Il se releva à l'aide son épée, avant de la ranger et quitta sa chambre. Direction le centre-ville. Il fit au plus court, pour se rendre chez elle.
Il prit les petites ruelles. Celles dont les bâtiments empêchent de voir le ciel. Celles qui restent sombre, même lorsque le soleil est à son zénith. Celles que tout le monde évite sauf les malfrats. Celles qui sont dites coupes-gorges. Mais Kye en impose naturellement, il a ce charisme qui fait aussi son charme. Il avance sûr de lui et ne cherche pas à éviter les groupes qui bloquent les chemins, il coupe les foules, personne ne se plaint. Il arrive enfin dans le centre, là où se trouve l'appartement de la Malemort.
Il frappe à la porte. Eli lui ouvre.
- Kye ? Que faites-vous là ?
Il n'a pas besoin de lui répondre. Sa présence est comme une évidence, alors elle lui ouvre la porte pour le laisser rentrer. Il monte à l'étage.
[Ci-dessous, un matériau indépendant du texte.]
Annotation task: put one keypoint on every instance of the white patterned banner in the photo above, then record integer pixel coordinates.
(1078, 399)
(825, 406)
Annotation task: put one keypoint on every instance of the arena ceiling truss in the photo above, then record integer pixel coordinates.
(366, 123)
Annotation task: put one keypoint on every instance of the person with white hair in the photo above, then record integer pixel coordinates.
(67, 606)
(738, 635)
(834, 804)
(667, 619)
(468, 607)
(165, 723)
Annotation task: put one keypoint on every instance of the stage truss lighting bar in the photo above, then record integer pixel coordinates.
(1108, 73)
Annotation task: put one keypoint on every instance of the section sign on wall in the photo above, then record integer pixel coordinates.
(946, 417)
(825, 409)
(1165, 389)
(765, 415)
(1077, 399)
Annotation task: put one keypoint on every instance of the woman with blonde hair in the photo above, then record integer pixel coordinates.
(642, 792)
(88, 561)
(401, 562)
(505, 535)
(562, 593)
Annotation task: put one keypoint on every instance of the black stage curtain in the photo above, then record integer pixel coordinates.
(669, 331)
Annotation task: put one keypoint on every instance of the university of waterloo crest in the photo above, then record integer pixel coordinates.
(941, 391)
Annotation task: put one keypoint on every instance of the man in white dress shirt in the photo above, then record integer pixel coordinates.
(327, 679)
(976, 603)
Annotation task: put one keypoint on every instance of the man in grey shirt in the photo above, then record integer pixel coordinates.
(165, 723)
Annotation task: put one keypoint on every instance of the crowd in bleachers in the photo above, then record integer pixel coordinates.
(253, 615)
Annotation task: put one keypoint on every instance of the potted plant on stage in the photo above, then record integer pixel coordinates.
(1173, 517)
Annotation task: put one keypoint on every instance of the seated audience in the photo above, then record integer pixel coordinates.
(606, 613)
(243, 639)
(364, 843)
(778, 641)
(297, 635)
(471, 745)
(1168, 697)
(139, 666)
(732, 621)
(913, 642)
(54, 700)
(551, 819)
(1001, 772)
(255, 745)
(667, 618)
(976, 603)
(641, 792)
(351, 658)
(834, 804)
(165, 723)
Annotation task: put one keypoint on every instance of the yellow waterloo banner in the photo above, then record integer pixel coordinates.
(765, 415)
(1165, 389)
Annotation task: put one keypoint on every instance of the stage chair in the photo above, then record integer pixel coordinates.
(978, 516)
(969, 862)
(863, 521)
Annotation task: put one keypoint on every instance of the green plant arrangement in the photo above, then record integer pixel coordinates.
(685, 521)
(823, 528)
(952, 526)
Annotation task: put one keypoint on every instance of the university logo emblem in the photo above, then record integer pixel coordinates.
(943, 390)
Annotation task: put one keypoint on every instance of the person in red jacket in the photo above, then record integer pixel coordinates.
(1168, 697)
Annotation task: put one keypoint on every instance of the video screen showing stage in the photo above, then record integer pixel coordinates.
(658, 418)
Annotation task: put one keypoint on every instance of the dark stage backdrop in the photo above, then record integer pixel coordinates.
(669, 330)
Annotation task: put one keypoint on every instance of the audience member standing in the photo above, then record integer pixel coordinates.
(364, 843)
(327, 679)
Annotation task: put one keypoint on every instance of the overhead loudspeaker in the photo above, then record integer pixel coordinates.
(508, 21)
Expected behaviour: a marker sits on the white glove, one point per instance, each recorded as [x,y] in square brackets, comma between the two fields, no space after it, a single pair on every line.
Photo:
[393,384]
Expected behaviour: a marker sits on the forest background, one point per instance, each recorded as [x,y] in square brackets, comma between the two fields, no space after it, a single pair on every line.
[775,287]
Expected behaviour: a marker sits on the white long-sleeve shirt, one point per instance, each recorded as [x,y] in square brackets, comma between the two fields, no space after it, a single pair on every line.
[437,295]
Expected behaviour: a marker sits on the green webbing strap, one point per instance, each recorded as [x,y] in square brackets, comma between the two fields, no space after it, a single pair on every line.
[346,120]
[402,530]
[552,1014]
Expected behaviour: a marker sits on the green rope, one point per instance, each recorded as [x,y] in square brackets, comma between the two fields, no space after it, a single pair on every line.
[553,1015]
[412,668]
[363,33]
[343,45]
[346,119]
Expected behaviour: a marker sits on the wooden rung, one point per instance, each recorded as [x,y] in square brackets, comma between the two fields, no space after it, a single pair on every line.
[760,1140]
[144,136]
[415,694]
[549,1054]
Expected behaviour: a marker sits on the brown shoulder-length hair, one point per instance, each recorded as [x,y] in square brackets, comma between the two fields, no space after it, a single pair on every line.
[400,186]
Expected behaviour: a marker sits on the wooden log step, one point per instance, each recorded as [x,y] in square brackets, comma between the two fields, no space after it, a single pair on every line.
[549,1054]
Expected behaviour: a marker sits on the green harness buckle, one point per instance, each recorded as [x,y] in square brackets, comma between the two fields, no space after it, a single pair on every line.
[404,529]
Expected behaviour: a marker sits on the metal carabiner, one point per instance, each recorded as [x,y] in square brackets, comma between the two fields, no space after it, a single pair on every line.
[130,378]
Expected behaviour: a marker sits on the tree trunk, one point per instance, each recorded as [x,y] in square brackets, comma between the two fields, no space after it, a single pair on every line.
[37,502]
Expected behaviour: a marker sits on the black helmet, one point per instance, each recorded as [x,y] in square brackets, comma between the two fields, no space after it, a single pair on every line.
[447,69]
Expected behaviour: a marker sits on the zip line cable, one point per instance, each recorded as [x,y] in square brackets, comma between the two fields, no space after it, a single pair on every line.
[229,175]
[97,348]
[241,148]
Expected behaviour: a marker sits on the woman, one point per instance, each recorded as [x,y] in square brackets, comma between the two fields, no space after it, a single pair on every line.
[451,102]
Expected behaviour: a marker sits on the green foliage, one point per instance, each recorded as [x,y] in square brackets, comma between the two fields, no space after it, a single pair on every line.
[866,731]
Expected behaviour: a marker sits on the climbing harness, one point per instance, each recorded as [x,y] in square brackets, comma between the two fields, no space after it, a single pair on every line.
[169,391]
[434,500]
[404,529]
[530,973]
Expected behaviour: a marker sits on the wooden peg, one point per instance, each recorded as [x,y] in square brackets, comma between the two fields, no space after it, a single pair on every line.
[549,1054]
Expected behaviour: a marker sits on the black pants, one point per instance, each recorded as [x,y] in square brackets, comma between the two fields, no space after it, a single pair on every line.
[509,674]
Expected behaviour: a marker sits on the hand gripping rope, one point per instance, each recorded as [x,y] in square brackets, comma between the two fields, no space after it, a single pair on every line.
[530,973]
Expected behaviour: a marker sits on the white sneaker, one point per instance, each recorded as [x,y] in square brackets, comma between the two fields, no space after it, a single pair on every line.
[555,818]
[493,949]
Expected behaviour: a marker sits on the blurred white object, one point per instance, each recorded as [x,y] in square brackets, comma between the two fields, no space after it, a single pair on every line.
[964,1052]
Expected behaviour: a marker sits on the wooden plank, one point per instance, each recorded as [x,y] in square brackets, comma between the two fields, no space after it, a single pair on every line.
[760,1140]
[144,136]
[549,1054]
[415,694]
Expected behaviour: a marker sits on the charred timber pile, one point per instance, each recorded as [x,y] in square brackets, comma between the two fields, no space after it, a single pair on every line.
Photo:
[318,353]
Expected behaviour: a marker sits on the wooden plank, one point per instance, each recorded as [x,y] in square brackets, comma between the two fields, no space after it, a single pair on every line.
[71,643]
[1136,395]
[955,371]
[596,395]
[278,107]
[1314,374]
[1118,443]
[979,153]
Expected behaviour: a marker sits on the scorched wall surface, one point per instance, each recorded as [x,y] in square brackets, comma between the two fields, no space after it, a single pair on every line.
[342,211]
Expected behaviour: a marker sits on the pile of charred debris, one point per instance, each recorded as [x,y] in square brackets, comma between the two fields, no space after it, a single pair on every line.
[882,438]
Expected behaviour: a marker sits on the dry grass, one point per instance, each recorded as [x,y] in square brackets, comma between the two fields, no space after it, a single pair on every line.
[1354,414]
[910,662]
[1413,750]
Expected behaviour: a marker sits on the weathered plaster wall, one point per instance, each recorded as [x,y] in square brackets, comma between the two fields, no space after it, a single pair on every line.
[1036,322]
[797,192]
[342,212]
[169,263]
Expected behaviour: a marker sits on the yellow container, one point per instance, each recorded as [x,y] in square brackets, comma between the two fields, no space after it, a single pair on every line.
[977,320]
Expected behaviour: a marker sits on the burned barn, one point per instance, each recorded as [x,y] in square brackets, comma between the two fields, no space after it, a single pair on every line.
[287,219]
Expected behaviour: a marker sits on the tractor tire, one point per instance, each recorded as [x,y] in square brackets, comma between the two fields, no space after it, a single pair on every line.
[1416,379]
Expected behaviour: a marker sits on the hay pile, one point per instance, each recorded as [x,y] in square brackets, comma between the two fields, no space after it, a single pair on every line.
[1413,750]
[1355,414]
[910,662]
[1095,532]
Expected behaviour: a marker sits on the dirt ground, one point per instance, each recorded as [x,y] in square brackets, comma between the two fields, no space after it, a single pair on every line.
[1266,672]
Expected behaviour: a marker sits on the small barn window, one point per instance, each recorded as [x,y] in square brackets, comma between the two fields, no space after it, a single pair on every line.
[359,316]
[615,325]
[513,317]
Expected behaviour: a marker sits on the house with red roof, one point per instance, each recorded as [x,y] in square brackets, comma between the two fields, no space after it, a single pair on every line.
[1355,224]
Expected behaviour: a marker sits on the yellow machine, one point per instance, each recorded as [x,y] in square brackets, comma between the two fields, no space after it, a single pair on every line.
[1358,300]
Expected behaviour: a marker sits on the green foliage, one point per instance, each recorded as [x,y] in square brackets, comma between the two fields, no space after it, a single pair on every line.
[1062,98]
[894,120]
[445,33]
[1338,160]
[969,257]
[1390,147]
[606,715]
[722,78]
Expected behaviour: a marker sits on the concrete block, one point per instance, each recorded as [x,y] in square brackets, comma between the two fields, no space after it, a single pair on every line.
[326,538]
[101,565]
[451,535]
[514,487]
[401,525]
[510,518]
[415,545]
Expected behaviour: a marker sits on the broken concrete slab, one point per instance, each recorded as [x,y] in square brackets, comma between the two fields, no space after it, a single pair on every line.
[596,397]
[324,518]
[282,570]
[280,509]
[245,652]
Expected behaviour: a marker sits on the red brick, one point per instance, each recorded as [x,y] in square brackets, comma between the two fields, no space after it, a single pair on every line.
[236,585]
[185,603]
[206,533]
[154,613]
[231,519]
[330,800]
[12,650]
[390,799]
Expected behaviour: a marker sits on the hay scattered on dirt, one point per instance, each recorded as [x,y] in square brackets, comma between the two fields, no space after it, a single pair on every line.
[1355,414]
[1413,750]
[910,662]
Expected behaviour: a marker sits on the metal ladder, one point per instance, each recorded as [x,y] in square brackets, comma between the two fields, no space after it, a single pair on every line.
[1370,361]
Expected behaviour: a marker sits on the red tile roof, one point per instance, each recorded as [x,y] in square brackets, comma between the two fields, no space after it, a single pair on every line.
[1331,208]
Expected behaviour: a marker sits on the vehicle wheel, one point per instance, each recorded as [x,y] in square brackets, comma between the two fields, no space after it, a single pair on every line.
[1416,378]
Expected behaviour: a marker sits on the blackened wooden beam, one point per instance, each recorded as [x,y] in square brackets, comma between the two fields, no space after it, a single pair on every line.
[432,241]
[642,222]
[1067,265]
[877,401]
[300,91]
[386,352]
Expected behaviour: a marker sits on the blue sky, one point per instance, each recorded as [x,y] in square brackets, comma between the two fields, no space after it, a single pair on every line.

Au bout du couloir, la chambre de la Malemort. Il fait les quelques pas qui le sépare de la chambre et posa sa main sur le bois.
Il hésite. Serre le poing. Toc. Aucune réponse, évidemment. Pourquoi voudrait-elle lui répondre après ce soir ? Mais il persiste, il tape à nouveau et ajoute d'une voix tremblotante à cause de l'émotion.
- Elisa...? C'est moi...Kÿe...comme si elle n'avait pas reconnue ta voix, triple buse. Ouvrez-moi... Rêve toujours, elle ne le fera jamais.
Il leva la main et la reposa sur la porte, sans faire un bruit. Il colla son front contre le bois froid.
- Elisa...je suis désolé pour ce soir. C'est vraiment trop bête. La journée était parfaite et nous l'avons gâché en une soirée...je l'ai gâché en un instant... Il soupira et se retourna pour coller son dos à la porte cette fois et se laissa doucement glisser jusqu'à atteindre le sol. Tu n'as plus confiance en moi...je peux le comprendre... Je suis vraiment désolé, qu'on en soit arrivé là, ce n'est pas ce que je voulais, ce n'est pas ce que je veux... Il lâcha un soupire à nouveau. ...Bonne nuit Elisa...
Il se releva et déposa une rose devant la porte. Elle était bleu comme la nuit et les pétales s'estompaient pour prendre une couleur violette sur la fin. Elle était unique et c'est pour ça, qu'il voulait la lui offrir. Il avait entouré la tige d'un ruban bleu humide, afin qu'elle ne meurt pas et qu'Elisa ne se pique pas avec. Puis il prit la direction des chambres des enfants. Il passa dans chacune d'entre elle, sauva un doudou tombé au sol pour le remettre dans les bras de sa propriétaire, remonta des couvertures un peu trop basse, rassura des sommeils un peu trop agités et s'arrêta dans la chambre de Louis.
Il y avait Kaizer devant le lit. Le chien le senti arriver, il avait déjà les oreilles dressées sur la tête et lorsqu'il passa le pas de la porte, il agita sa queue, content de le voir. Il s'assit en tailleur sur le sol, à côté du lit de son fils. Le chien vint poser son museau sur la cuisse du Noircastel, alors que ce dernier posait sa main sur le front de son fils. Sa main libre, il l'a mis sur la tête du jeune chien pour la lui caresser doucement et il posa sa tête sur le matelas du jeune garçon et murmura pour ne pas le réveiller.
- Fiston...j'aime ta mère... J'espère qu'elle va réaliser, qu'elle va revenir un jour. Je sais que tu n'as rien choisi et...je ne peux pas te dire combien de temps cela va durer...Juste...que je compte pas me défiler...j'ai de la peine c'est sûr...mais je serai toujours là pour toi aussi...Mais...je te cache pas qu'en attendant, je vais avoir besoin de toi...On va s'en sortir... après tout...je l'aime...
Il resta là encore de longues minutes. Et puis, il était temps de rentrer. Il se leva à nouveau, déposa un baiser sur le front du petit et une dernière caresse sur le dos de Kaizer avant de prendre la sortie. Il chercha un peu Eli, pour lui dire au revoir, mais elle semblait déjà être parti se coucher. Il était temps de faire de même, en vain.